Díaz-Andrade hated math growing up in Washington, D.C. But she uses her hard-won training in data analysis to show school districts and states across the nation how to improve.

“We work to make numbers talk,” Díaz-Andrade says from her sunny Cambridge office where she is director of education and outreach for the Strategic Data Project (SDP). Her organization is in the Center for Education Policy Research at Harvard University.  SDP’s mission is to transform the use of data in education to improve student achievement. 

She’s a former teacher in the New York City schools. And, the fellowship program that she oversees goes right back to the classroom. For instance, Fulton County (GA) fellows found that an alarming number of high school students in the district were getting into college, but not actually enrolling. So the fellows crafted a program to support students during that summer before college starts. In just one year, the number of low-income students attending college increased by 10 percentage points.

The importance of a helping hand, especially for first-generation college students, is something Díaz-Andrade knows personally.

When she arrived at Cornell University in New York, she found herself a fish out of water — and one of few Latinos at the prestigious college. But she worked to make connections with people through COSEP, a since-discontinued program to help so-called “minority” students succeed.

Díaz-Andrade earned her undergraduate degree in government and economics. No longer daunted by math, she went on to take a master’s degree at Columbia University in quantitative methodologies for the social sciences. This past May, she completed her doctorate in educational leadership at the Steinhardt Graduate School of Education, New York University.

Like many people, she says she lives in two worlds: The professional, academic world and the personal world revolving around her family.

Her parents came to Washington, D.C. from El Salvador. Not only did they raise Díaz-Andrade to become a successful academic, but they also raised a son, Luis, who is an immigration lawyer.

Most of the Díaz family is still near Washington. One day she and her Cape Verdean husband, Marcelino, may return, especially if children come along.

But Díaz-Andrade says she has gained so much from going to school away from her family that she’d like to see more Latino families consider it.

“Sometimes our community doesn’t realize the value of letting our kids go out of state for school, where they can get more money, where they can get a different experience,” she said.

For instance, in her family, she’s the only one among her female cousins who left D.C. for college.

“There was this resistance to allowing young girls to go off to college,” Díaz-Andrade said. “I say, aim as high as you can.
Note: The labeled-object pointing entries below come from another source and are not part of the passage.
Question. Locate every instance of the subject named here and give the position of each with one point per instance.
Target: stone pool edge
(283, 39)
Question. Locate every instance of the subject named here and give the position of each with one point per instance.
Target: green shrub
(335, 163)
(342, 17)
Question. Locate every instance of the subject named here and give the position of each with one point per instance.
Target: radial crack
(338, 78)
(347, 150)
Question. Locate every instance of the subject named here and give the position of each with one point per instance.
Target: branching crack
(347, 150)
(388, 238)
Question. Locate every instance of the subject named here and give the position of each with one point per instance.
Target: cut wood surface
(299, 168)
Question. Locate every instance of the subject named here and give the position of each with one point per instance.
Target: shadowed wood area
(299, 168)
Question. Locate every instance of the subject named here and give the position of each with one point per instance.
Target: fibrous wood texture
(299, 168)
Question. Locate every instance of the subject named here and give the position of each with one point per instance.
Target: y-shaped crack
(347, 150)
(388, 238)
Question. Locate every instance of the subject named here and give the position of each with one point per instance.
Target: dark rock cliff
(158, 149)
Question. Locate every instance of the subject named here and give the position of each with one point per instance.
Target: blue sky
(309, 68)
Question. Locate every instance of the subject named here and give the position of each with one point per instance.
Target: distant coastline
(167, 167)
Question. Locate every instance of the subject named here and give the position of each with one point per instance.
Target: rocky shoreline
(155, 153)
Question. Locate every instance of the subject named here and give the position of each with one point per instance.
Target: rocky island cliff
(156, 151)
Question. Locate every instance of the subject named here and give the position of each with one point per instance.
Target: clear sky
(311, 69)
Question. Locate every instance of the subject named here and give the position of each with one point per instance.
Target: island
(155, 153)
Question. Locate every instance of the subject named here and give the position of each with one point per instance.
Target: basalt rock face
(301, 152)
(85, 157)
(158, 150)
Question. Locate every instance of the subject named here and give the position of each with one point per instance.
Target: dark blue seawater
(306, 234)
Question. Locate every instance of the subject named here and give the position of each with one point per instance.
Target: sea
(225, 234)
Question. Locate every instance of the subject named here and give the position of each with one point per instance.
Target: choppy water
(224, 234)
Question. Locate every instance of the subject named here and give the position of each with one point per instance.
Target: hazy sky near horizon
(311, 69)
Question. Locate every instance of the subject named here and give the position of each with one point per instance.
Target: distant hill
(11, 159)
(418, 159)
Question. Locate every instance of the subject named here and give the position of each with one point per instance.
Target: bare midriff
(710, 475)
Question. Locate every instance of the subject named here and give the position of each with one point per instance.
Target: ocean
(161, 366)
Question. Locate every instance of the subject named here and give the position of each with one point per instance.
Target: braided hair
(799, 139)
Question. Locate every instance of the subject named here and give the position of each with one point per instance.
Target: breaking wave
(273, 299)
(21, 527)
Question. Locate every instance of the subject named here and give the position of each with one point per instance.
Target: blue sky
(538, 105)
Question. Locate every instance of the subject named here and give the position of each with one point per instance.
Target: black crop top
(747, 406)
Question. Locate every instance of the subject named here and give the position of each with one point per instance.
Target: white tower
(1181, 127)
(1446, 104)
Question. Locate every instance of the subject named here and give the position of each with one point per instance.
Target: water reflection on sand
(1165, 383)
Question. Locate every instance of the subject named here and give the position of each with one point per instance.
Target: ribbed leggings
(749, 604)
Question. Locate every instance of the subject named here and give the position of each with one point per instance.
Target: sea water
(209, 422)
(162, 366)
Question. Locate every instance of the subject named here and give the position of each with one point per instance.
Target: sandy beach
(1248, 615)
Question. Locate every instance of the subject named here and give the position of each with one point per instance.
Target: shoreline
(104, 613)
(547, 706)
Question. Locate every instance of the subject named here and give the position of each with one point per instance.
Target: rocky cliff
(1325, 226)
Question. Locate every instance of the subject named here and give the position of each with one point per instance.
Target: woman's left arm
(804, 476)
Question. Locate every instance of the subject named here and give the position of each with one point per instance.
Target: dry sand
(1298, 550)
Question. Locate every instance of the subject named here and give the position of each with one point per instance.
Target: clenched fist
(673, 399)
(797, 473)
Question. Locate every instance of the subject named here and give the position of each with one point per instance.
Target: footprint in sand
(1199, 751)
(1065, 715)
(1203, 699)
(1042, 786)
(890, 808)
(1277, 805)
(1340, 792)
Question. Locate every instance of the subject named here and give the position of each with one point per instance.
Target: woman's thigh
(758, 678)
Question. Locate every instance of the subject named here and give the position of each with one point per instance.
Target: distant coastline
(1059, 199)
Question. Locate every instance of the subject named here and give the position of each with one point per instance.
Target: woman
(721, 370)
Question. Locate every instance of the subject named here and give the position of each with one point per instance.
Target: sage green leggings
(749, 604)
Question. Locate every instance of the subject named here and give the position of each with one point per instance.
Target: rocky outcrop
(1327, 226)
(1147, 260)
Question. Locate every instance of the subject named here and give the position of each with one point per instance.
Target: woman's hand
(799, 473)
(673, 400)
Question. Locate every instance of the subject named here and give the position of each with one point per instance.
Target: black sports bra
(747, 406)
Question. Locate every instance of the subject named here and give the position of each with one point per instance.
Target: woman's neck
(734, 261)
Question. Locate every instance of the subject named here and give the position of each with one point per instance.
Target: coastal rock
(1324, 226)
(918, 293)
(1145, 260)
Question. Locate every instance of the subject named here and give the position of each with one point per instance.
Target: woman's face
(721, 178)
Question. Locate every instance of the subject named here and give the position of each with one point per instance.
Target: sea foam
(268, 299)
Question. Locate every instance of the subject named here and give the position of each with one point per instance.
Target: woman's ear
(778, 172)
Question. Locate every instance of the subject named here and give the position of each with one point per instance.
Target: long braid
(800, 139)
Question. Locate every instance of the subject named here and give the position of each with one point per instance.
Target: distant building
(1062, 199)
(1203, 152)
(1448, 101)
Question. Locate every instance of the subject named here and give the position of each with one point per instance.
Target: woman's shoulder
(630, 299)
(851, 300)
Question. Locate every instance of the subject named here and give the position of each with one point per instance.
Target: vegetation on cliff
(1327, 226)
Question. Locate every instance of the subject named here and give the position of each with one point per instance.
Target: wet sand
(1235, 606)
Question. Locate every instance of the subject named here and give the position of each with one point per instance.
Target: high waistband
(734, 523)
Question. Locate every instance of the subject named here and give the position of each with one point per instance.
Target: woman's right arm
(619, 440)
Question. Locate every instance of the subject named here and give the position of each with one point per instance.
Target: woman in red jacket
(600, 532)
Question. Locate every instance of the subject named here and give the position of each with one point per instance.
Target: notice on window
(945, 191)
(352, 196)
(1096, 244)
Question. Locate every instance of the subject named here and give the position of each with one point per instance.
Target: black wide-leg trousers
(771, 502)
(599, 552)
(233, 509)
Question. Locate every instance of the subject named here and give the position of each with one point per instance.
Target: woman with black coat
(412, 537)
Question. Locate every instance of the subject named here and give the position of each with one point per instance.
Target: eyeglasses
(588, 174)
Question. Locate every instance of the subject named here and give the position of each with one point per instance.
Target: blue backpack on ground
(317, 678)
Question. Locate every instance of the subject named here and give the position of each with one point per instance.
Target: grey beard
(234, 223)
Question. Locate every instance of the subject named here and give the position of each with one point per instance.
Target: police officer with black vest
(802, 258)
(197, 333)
If you can get in to a fancy school and they’re going to pay for your education, why would you say no?”

That’s not to say she finds it easy for Latinos in university environments. For instance, at the Center for Education Policy Research at Harvard University, she’s the only Latino who holds a management-level job. She’s says that’s not a criticism of the center, which has been extremely supportive, but more a reflection of society overall. She’d like to see more Latinas enter math and science fields.

“We need to ask our school systems to have higher expectations of what our kids can do while also helping to bridge the opportunity gap I and many others have experienced,” she wrote in a follow-up email after her interview with El Mundo. “We have so much potential and the parents who believe in the power of education!”